When Osama bin-Laden was extinguished in May, 2, 2011, nine-days before my late husband, David’s, 50th birthday, my phone buzzed, hungry for indemnification… “Congratulations. So happy for you? Can you have closure now?” Given reasonable latititude to the limits of human grief-speak, and sincere adoration for all of my family and friends, my response was then as it is now “Not Closed.” “Never Closed!” The love of my life is murdered, continuously, from a stage my sons can not not escape. An unyielding sadness my beautiful 27-year old boy, quelled, giving into the darkness, twenty-years later, exhausted .
President Biden, I feel gratitude for the intelligence and risks taken by our leaders and service men and women to hunt down and extinguish this monster. We can never forget. We will not lie down. However, this is not closed. We cannot forget. We will never cede the pursuit of “justice” until full disclosure occurs and atonement is made by the nations that conceal the truth. Then, perhaps, we can engage in a conversation of reconciliation and peaceful relations.
I will end with words captured in conversation with our six-year old:
Dylan – “Why can’t my Dad be here?
Mom – I don’t know, I think you should ask God that question when you get there.
D – How do we get to Heaven? I know, we take an airplane!
M – The souls of the people who love you, who are already in Heaven, come and get you.
D – So Daddy is an angel. I know we can’t see angels so that means Daddy is sitting next to me right now. Is Daddy sitting next to me mommy?
M – Maybe.
D – He is! (He’s sitting in Daddy’s chair at the dining table).
D – Why can’t God send him back to Earth again? Why can’t God just throw him down so I can see my Dad again? I’d rather kill the people that killed our Dad. I’d rather sue the person that killed our Dad. Even though it’s not just one person, it’s 100.”Dylan, May, 22, 2003
After Sharon Olds “I Go Back to May 1937”
I see them standing at the nuptial threshold before their witnesses
She sees her groom smiling
at the verge of the nacre vault
the gloam blue waves climax like glistening
strands of diamonds behind his profile, He
sees his bride with a stargazer lily in her hair
standing at the fringe made of sand and stone,
the horizon still obscured all around her, its
white haze aglow in the July air,
they are about to wed, they are about to build a life,
they are young, they are hopeful, all they know is they are
naive, they would never break their promise to love
and protect each other.
I want to raise my hand from the gallery and say Hold On,
--she's the prophetess of courage ,
he's the king of tears, you are going to endure things
you cannot see, and do things that will terrify you,
you are going to explode into the theatre of the world,
you are going to sacrifice the innocence of children,
you are going to suffer in ways you cannot think of,
he's going to die--she's going to want to die.

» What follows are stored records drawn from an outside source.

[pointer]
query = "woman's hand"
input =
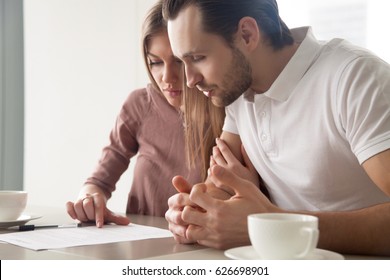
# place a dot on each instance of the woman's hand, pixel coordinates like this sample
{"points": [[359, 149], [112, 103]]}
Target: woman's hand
{"points": [[92, 206]]}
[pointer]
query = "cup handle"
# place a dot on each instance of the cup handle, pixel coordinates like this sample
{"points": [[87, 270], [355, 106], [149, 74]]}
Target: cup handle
{"points": [[311, 244]]}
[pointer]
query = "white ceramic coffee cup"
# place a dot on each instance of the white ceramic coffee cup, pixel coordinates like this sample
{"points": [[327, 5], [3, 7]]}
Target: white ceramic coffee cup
{"points": [[12, 205], [283, 235]]}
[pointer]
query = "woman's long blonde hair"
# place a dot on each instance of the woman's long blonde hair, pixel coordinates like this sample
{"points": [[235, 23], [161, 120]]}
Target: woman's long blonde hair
{"points": [[203, 123]]}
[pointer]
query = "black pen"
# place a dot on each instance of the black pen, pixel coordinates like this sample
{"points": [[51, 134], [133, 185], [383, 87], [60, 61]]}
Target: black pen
{"points": [[34, 227]]}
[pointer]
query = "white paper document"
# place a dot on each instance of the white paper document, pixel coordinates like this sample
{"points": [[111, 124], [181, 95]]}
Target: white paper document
{"points": [[68, 237]]}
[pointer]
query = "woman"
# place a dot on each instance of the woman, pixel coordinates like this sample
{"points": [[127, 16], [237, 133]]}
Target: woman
{"points": [[151, 125]]}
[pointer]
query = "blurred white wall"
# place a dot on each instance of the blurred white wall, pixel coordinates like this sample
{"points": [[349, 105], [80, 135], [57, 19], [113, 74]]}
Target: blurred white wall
{"points": [[82, 58]]}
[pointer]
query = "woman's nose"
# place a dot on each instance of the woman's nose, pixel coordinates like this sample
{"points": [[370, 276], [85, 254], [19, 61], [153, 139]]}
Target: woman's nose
{"points": [[171, 74], [193, 78]]}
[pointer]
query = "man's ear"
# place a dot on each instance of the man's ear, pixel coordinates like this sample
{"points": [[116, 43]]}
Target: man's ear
{"points": [[248, 33]]}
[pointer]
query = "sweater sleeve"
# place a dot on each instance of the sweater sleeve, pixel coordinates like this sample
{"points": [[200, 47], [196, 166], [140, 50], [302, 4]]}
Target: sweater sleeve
{"points": [[123, 142]]}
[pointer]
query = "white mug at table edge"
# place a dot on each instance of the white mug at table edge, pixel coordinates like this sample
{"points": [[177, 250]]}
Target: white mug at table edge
{"points": [[12, 204]]}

I want to call
out to them there in the late July afternoon glow and cry it,
her ravenous blue eyes turning to me,
her pathetic beautiful animal body,
but I don't do it. I want them to live this
day, cup my hand around the unity candle, to
curb the wind from the flame. I
clutch their hands like bride and groom
cake dolls and cinch the knot that binds them
at the marrow, like the rigging of divine ships, as if to
secure the load of gold in the
hold of their vessels, I say
answer to the calling of the love that
brings you life, and she will write about it.

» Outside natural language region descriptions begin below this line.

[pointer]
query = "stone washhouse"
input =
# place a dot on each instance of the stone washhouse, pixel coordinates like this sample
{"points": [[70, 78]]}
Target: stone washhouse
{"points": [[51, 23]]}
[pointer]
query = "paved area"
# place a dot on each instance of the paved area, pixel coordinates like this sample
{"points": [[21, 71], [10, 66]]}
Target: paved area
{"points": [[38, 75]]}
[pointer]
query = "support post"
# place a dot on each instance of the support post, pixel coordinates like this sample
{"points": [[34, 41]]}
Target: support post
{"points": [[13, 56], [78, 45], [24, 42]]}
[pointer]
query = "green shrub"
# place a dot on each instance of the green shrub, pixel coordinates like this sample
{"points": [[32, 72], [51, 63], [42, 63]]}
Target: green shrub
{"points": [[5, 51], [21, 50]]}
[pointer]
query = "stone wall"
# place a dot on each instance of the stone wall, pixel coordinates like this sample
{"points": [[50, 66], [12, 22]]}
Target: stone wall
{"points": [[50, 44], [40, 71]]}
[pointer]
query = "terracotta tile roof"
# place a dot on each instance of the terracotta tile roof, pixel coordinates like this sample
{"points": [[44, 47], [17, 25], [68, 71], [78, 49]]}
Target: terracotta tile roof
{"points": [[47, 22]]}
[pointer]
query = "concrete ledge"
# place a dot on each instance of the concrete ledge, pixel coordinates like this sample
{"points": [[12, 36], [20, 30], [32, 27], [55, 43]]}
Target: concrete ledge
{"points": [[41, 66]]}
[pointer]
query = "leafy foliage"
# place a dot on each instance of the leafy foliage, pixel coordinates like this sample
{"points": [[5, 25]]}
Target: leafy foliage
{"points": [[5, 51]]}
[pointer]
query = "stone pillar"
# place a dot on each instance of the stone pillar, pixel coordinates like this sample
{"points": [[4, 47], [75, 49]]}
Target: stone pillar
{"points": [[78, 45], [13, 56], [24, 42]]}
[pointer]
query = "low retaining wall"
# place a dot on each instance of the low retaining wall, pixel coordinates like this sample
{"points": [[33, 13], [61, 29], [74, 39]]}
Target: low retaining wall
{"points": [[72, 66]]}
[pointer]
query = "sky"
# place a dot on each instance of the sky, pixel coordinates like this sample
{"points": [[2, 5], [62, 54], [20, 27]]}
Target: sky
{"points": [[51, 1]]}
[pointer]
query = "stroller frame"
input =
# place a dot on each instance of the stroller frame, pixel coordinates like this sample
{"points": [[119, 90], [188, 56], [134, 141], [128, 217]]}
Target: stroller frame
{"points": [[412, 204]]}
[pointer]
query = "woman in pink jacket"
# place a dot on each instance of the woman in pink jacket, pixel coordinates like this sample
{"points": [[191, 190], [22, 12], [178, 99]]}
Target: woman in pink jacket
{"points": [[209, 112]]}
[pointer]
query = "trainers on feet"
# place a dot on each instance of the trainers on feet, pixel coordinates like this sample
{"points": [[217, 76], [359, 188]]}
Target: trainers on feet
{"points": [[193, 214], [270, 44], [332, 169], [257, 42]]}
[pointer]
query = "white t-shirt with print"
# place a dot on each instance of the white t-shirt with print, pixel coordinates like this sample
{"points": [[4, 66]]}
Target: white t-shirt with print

About this poem: July 25th, 2022 marks thte 35th wedding anniversary of David and I. We wed on the lip of a Long Island cove, former land of the Massapequa branch of the Algonquin people, on a hazy, hot and humid July afternoon. Although the style of this piece was borrowed, the inspiration was bubbling in the dorm room of my writing retreat in Beverly, MA. All of the sensory, emotional, and situational elements are my own. My love for David and the sons we carried into the world is the legacy I have been assigned to carry and the gold I must share.